Liputan6.com, Jakarta Menjadi penyandang tunanetra tak menyurutkan langkah R. Ismail Prawira Kusuma dalam menuntut ilmu. Pendiri Yayasan Bakti Islami Takwinul Ummah ini berhasil menyelesaikan studi hingga jenjang S2.
Perjalanan pria yang akrab disapa Ustaz Ismail ini menyelesaikan pendidikan tentu tidak mudah. Rintangan demi rintangan sempat ia lalui.
Advertisement
Tahun 2000 ia lulus dari SMA. Pada tahun yang sama, mata kirinya yang terluka dan buta terkena infeksi saraf. Infeksi itu menjalar ke mata kanan. Akhirnya, Ismail pun mengalami buta pada kedua mata.
Satu tahun kemudian, orangtua angkatnya membiayai Ismail untuk kuliah di Universitas Islam Negeri Syarif Hidayatullah Jakarta.
Tercebur Got hingga Luka 15 Jahitan
Ismail berkisah, menjadi mahasiswa dengan keadaan baru saja mengalami kehilangan indera penglihatan adalah tantangan tersendiri. Ia harus mandiri dan berusaha membiasakan diri. Seperti berjalan sendiri menuju kampus, naik angkot sendiri, dan hal lainnya.
Beberapa kali ia tercebur got karena belum terbiasa dan baru belajar menggunakan tongkat. Satu ketika ia berjalan menyusuri gang di sisi kiri, tanpa ia ketahui ada penutup got yang terbuka. Ia pun tercebur got tersebut dengan kedalaman sampai setinggi dada.
“Hari berikutnya kan saya sudah tahu got di kiri terbuka, jadi saya menggunakan lajur kanan. Eh malah di lajur kanan hari itu penutupnya juga terbuka. Saya tercebur lagi,” kenangnya.
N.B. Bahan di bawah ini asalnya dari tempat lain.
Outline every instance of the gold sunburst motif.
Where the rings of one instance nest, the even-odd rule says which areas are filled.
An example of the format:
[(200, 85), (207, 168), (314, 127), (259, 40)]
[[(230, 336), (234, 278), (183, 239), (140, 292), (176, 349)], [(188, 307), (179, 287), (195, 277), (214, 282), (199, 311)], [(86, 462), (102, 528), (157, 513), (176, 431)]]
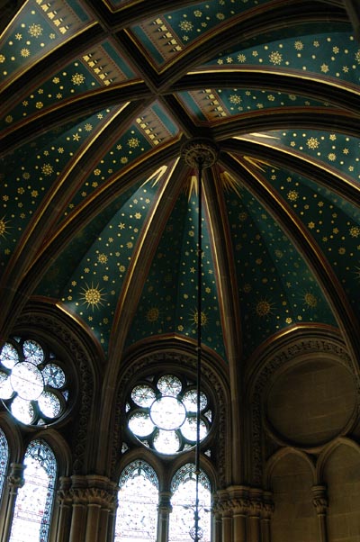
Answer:
[(158, 321), (160, 311), (158, 309), (158, 307), (151, 307), (147, 312), (146, 319), (148, 322), (155, 323)]
[(239, 198), (242, 197), (239, 190), (241, 184), (238, 182), (238, 180), (234, 179), (234, 177), (228, 171), (223, 171), (220, 173), (220, 178), (221, 179), (222, 185), (226, 192), (232, 191), (235, 192)]
[(315, 309), (318, 306), (318, 298), (312, 294), (312, 292), (305, 292), (303, 294), (303, 301), (305, 305), (310, 309)]
[[(194, 326), (195, 326), (195, 328), (198, 327), (199, 325), (199, 312), (197, 309), (194, 309), (190, 320), (193, 323)], [(203, 311), (202, 311), (201, 312), (201, 319), (200, 319), (200, 323), (202, 328), (205, 328), (206, 325), (209, 323), (209, 319), (208, 316), (206, 314), (206, 312), (204, 312)]]
[(274, 303), (266, 297), (259, 299), (255, 305), (255, 312), (259, 318), (266, 318), (274, 314)]
[(167, 169), (168, 169), (167, 166), (161, 166), (161, 167), (159, 167), (158, 169), (154, 171), (153, 174), (150, 175), (150, 176), (145, 181), (145, 183), (143, 183), (142, 185), (152, 183), (151, 185), (155, 186), (156, 185), (158, 185), (158, 183), (160, 181), (160, 179), (162, 179), (162, 177), (165, 176)]
[(247, 162), (248, 162), (252, 166), (255, 166), (255, 167), (256, 167), (257, 169), (260, 169), (260, 171), (265, 171), (265, 166), (277, 169), (277, 167), (274, 167), (274, 165), (269, 164), (269, 162), (266, 162), (266, 160), (260, 160), (259, 158), (254, 158), (253, 157), (249, 156), (244, 156), (244, 159), (247, 160)]
[(99, 288), (98, 284), (95, 286), (93, 283), (91, 283), (91, 286), (86, 284), (86, 287), (82, 289), (81, 301), (84, 305), (87, 305), (86, 309), (91, 307), (94, 311), (94, 308), (98, 309), (101, 305), (104, 305), (104, 294), (103, 290), (104, 288)]
[(7, 233), (9, 233), (8, 230), (8, 224), (9, 221), (5, 221), (5, 217), (3, 216), (3, 218), (0, 218), (0, 237), (5, 237), (5, 235)]

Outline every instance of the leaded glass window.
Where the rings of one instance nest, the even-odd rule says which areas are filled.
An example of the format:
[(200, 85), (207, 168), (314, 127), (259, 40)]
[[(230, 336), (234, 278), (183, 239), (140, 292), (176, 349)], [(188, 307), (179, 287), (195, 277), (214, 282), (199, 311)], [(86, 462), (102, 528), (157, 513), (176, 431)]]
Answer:
[(9, 462), (9, 446), (4, 431), (0, 429), (0, 499), (3, 494), (5, 481), (7, 464)]
[(49, 539), (57, 462), (50, 447), (33, 440), (23, 460), (25, 483), (16, 497), (10, 542)]
[(64, 413), (67, 377), (40, 342), (16, 338), (0, 350), (0, 398), (19, 421), (49, 425)]
[[(145, 446), (171, 455), (193, 447), (196, 441), (197, 393), (194, 382), (176, 375), (153, 376), (131, 390), (126, 412), (132, 434)], [(200, 396), (200, 438), (212, 427), (207, 395)]]
[(136, 460), (119, 481), (115, 542), (154, 542), (157, 538), (158, 481), (153, 468)]
[[(194, 526), (196, 474), (195, 465), (187, 463), (175, 474), (170, 491), (173, 494), (171, 504), (168, 542), (193, 540), (190, 531)], [(211, 540), (211, 486), (209, 478), (201, 471), (199, 474), (199, 528), (202, 529), (202, 542)]]

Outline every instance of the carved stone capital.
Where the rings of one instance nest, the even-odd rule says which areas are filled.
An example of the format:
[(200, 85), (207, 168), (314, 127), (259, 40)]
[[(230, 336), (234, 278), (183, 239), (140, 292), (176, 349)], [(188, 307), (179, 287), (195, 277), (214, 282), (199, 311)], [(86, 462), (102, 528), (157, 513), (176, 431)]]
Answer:
[(325, 516), (328, 507), (328, 492), (326, 485), (313, 485), (312, 491), (312, 504), (316, 508), (318, 516)]
[(24, 484), (25, 480), (23, 478), (23, 471), (25, 468), (26, 466), (21, 463), (12, 463), (10, 465), (10, 473), (7, 476), (7, 483), (13, 491), (18, 490)]

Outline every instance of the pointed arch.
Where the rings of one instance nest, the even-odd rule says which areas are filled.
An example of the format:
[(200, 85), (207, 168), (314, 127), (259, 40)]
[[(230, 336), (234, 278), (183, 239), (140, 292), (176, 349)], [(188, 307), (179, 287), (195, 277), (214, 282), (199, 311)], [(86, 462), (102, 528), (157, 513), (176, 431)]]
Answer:
[[(194, 528), (196, 495), (196, 472), (194, 463), (185, 463), (174, 474), (171, 481), (171, 505), (169, 542), (188, 537)], [(203, 542), (211, 540), (212, 488), (209, 477), (201, 470), (199, 474), (199, 527)]]
[(154, 540), (158, 502), (158, 478), (155, 470), (146, 461), (135, 459), (122, 470), (119, 488), (114, 542)]
[(32, 440), (26, 448), (24, 484), (19, 489), (11, 542), (20, 542), (24, 533), (29, 539), (49, 540), (55, 496), (58, 465), (50, 446), (43, 439)]

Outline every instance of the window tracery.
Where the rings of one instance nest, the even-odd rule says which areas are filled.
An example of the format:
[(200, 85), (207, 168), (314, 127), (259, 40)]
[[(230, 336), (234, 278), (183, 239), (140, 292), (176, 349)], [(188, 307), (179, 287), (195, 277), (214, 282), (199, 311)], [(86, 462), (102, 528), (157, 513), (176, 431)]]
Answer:
[(158, 480), (145, 461), (132, 461), (119, 481), (115, 542), (155, 540), (158, 524)]
[(49, 539), (57, 476), (55, 455), (44, 440), (32, 440), (23, 460), (25, 483), (18, 490), (10, 542)]
[[(186, 463), (175, 474), (170, 486), (172, 493), (168, 542), (191, 539), (195, 512), (195, 465)], [(199, 528), (202, 542), (211, 540), (211, 484), (203, 471), (199, 474)]]
[(67, 376), (40, 342), (14, 338), (0, 351), (0, 398), (19, 421), (48, 425), (66, 411)]
[[(128, 427), (142, 444), (171, 455), (196, 441), (197, 393), (194, 382), (178, 375), (154, 375), (131, 389), (126, 404)], [(209, 434), (212, 411), (204, 392), (200, 397), (200, 438)]]
[(9, 446), (4, 431), (0, 429), (0, 499), (3, 494), (7, 466), (9, 463)]

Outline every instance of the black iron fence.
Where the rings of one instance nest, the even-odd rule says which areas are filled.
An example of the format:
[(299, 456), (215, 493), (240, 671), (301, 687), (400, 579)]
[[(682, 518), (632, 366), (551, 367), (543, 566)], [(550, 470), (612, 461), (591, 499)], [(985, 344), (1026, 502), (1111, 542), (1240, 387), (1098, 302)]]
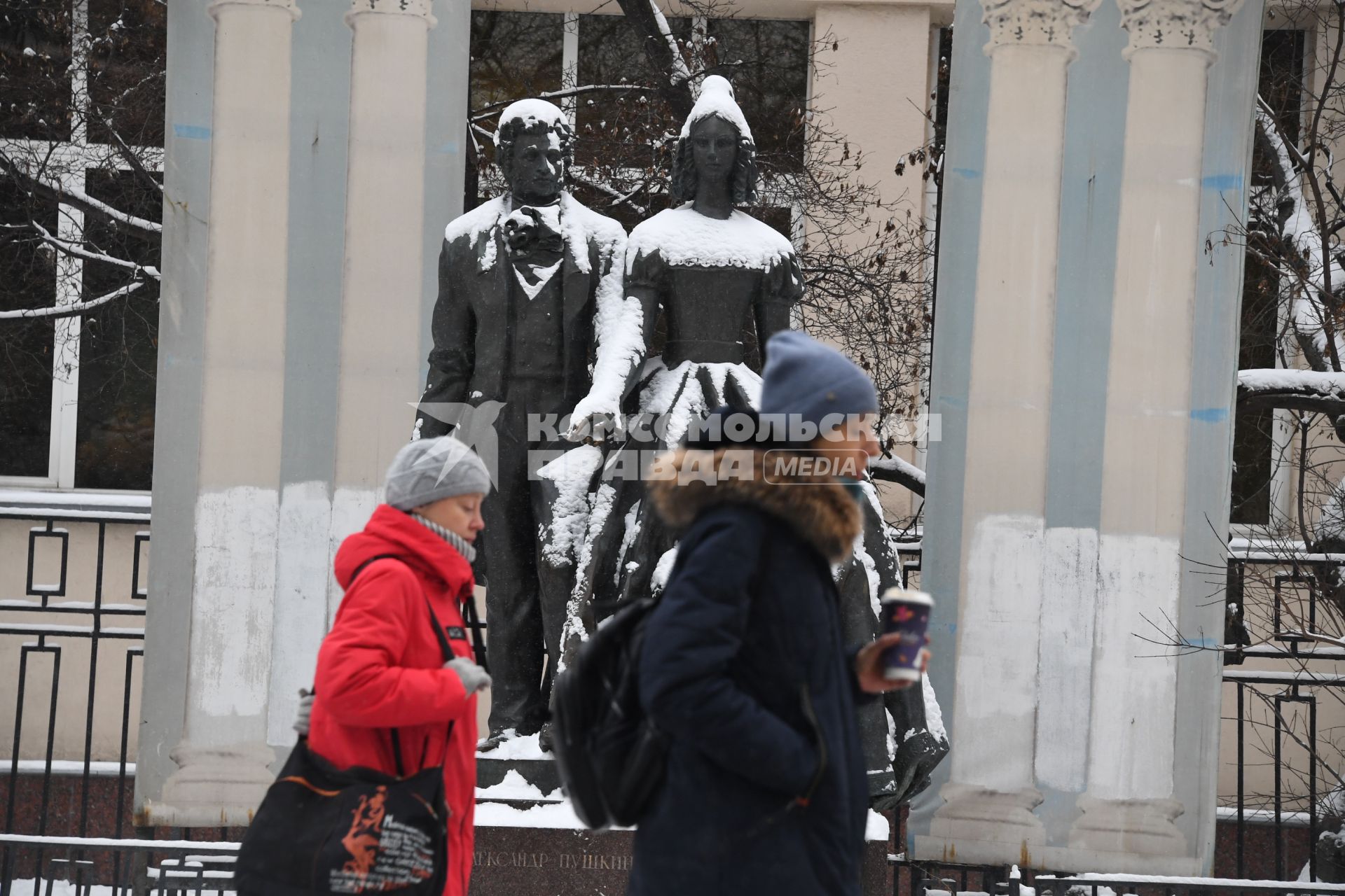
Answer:
[(15, 837), (130, 833), (148, 529), (148, 513), (0, 512), (5, 888), (46, 861)]
[[(51, 892), (51, 881), (81, 892), (95, 883), (116, 896), (211, 891), (227, 880), (237, 832), (145, 830), (130, 821), (148, 548), (148, 512), (0, 509), (0, 680), (12, 682), (8, 695), (0, 690), (0, 737), (5, 725), (12, 733), (0, 742), (0, 751), (8, 747), (0, 752), (0, 896)], [(901, 560), (913, 584), (920, 544), (902, 544)], [(1233, 766), (1233, 783), (1221, 794), (1216, 873), (1224, 877), (1015, 877), (1011, 868), (894, 856), (893, 892), (1345, 892), (1284, 883), (1301, 869), (1307, 880), (1338, 870), (1321, 866), (1314, 845), (1345, 822), (1345, 555), (1243, 549), (1227, 576), (1221, 762)]]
Cerita lainnya terjadi ketika kampus mengalami renovasi. Mau tidak mau ia harus menghapal lagi jalan. Siang itu, kawan yang ia tunggu-tunggu tak kunjung tiba. Padahal, kelas akan segera dimulai. Beruntunglah ia lalu bertemu dua mahasiswi yang tak dikenal. Dua mahasiswi itu berkenan untuk mengantarkan.
Di perjalanan, dua mahasiswi itu tidak berani menyentuh Ismail karena lawan jenis. Mereka hanya mengarahkan secara verbal dan sedikit kebingungan bagaimana cara mengarahkan orang dengan tunanetra.
Akibatnya, untuk ke sekian kalinya Ismail terperosok jatuh ke dalam got. Namun, kali ini pinggiran got yang masih tajam membuat kakinya terluka parah hingga harus mendapat 15 jahitan.
“Selama seminggu saya menggunakan kursi roda, sudah buta, daksa lagi,” katanya sambil tertawa.
Awal masa kuliah tak luput dari luka di kening. Hampir setiap hari kening atau wajahnya memiliki luka baru. Entah terbentur tiang listrik, menabrak mobil yang sedang parkir, bahkan menabrak gerobak sampah yang disimpan sembarangan.
“Dulu saat kuliah, jidat saya gak pernah bersih ada aja luka. Kadang di kiri, di tengah, di kanan, hampir setiap hari ada luka di wajah saya. Karena saya itu tunanetra baru terus harus jalan sendiri. Ada istilah kalo orang biasa ketabrak mobil kalau saya nabrak mobil, “ pungkasnya.